The study is a multicenter trial that will be conducted in the United States.
In this study, up to approximately 108 participants will be randomized to receive EIDD-2801 or Placebo orally twice a day (BID) for 5 days. The study may enroll up to 5 parts with subsequent doses that may be higher or lower than doses studied in previous cohorts and will be doses that have been studied for safety in a Phase 1 study. Doses will be chosen based on emerging virology and safety data from this and ongoing studies.

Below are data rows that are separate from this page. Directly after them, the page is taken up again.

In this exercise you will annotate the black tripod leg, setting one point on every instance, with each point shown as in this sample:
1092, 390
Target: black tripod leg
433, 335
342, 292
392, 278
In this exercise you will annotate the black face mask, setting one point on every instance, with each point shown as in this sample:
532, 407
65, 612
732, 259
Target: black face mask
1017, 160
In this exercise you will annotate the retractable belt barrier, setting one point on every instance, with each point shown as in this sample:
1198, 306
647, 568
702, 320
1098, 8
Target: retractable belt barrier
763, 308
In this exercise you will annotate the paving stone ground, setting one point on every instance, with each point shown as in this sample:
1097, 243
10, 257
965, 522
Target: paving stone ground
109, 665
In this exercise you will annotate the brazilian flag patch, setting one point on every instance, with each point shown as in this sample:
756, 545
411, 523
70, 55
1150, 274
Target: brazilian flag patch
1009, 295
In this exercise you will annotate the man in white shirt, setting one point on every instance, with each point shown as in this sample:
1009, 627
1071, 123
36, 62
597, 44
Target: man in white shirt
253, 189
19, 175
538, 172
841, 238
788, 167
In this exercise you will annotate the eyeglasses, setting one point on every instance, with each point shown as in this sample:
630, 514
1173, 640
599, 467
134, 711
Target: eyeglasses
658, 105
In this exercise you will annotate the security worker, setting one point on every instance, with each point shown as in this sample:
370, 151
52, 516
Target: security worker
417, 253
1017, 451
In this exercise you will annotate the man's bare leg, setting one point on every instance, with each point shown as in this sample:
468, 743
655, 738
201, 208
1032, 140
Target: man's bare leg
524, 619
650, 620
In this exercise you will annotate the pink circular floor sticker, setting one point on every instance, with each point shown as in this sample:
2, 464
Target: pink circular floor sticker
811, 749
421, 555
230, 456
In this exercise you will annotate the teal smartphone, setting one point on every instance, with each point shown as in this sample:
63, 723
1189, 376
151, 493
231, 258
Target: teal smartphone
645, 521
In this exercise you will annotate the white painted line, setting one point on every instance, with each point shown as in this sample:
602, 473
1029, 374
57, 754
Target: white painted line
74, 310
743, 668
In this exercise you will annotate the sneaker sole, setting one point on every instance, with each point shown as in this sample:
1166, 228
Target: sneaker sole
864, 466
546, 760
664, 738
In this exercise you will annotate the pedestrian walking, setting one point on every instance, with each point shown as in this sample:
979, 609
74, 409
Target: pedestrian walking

Clinical Trial NCT04575584:
Efficacy and Safety of Molnupiravir (MK-4482) in Hospitalized Adult Participants With COVID-19 (MK-4482-001)
This study evaluates the safety, tolerability, and efficacy of molnupiravir (MK-4482) compared to placebo. The primary hypothesis is that molnupiravir is superior to placebo as assessed by the rate of sustained recovery through Day 29.
Clinical Trial NCT04575597:
Efficacy and Safety of Molnupiravir (MK-4482) in Non-Hospitalized Adult Participants With COVID-19 (MK-4482-002)
This study evaluates the safety, tolerability, and efficacy of molnupiravir (MK-4482) compared to placebo. The primary hypothesis is that molnupiravir is superior to placebo as assessed by the percentage of hospitalized and/or dead participants through Day 29.